If it has, then yes, it is important to replace the battery, if it hasn’t, now you can consider the stats.
I am a professional IT technician, and this is professional advice.
Fortunately, the battery is not puffy and swollen up. No protruding bumps can be seen.
Are we going to tell him to crack open the pack and replace the individual cells that go bad, it’s usually safe with decent soldering, and an average volt/ohm meter to verify.
(Much cheaper than replacing many batteries as well).
Edit: thought I should say many batteries have moved away from that build.
Are we going to tell him to crack open the pack and replace the individual cells that go bad, it’s usually safe with decent soldering, and an average volt/ohm meter to verify.
No.
Laptops nowadays almost always use pouch cells.
Honestly that just sounds worse. Why not use universal individually replaceable components unless you are trying to make a have to buy from us unique product
- Customers demand thinner laptops, standard cells won’t fit.
- on HP and Dell’s professional laptops you can fairly easily replace the battery, they even publish service manuals with pictures showing how to do it.
So you are pro proprietary items, anti universal parts? I just think it’s a bad choice overall. I understand they make a battery wrap around components to make it fit, but overall I think it hurts the consumer
There are plenty times when custom solutions are better than generic ones.
Weather or not this is one such time can be debated.
All I noted in my last post was to explain reality.
Generic battery cells in laptops have been dead for a many years now.

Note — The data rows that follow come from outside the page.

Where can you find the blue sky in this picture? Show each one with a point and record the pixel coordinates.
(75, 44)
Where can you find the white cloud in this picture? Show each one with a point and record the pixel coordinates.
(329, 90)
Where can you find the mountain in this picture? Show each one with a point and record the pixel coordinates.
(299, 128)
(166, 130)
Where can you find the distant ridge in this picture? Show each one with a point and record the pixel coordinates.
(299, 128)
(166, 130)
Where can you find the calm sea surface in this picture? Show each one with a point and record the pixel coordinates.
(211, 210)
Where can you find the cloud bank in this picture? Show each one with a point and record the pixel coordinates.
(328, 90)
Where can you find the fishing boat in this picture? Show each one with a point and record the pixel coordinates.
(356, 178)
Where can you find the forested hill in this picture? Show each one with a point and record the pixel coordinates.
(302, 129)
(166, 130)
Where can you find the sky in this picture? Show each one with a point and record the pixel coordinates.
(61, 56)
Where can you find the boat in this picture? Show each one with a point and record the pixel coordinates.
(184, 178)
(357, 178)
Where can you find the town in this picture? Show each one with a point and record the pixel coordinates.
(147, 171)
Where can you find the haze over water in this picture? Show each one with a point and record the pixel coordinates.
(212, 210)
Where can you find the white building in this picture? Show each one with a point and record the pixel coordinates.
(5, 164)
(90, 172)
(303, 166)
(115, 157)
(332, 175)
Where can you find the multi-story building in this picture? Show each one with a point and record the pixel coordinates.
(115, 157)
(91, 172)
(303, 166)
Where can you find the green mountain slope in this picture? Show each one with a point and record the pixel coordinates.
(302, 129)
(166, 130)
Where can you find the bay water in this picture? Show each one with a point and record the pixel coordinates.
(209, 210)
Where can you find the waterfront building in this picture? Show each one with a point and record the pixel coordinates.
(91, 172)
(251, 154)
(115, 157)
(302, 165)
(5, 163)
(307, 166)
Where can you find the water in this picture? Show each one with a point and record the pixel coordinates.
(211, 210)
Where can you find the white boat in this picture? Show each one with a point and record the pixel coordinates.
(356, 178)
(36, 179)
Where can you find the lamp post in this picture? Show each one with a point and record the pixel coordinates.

Customers won’t accept a laptop thick enough to fit a battery of 18650 cells anymore.
I recently ordered a high power workstation for a user, a Zbook with a U9 cpu and 64GB of ram, that was just maybe 5mm thicker than the normal EliteBook 840 we buy, and holy shit, it felt really old when carrying it.
Yeah to me I don’t understand it either. But that’s personal choice. Then again I’m mostly an anti laptop person. Desktops make sense to me, laptops are the laissez faire I want to be a desktop but am demanding to much mobility for a function best performed in a localized hardwired intranet environment. With video games going mostly online I feel it has brought personal computers into a more internet focused setup and less of a local install hard computing get it done space. Thus exactly what companies like Amazon/Microsoft/etc want, creating a subscription based thin/zero client with a subscription to access anything.
Id say fuck the battery unless it’s for backup power, and still fuck it then if you don’t have your environment set up to run locally, as internet won’t work when the modems go out. Is it outdated concepts, sure… But it’s only outdated because marketing has pushed us that way in my opinion
Precisely. Sadly, that’s not a decision made by anyone that would frequent this comment section.
I replaced a dell xps13 with a battery from ifixit two years ago and it gave it a new lease on life. Battery went from 20mins at best, to hrs of use in a day which is amazing and it’s still going strong. So yeah, replace it and reclaim your hardware and don’t give into this disposable, planned obsolescence world.
third party batteries are generally ok, but would probably degrade faster than official asus ones.
it would be better for battery health if you keep it on 30~80% range and not drain it till 0%/charge till 100%
I haven’t had trouble with 3rd party batteries but there’s a combination of FUD and legitimate scare stories about them. For cylindrical cells, the really cheap ones are crap and this can be detect by X-ray:
https://hackaday.com/2025/09/29/lumafield-shows-why-your-cheap-18650-cells-are-terrible/
IDK if there’s a similar deal with pouch cells.
Generally, replace your battery at below 50%. At 68% I’d keep using it. Maybe add a power bank if you want to keep going for longer. If 68% isn’t enough to get through your day, then 100% is at best sort of marginal.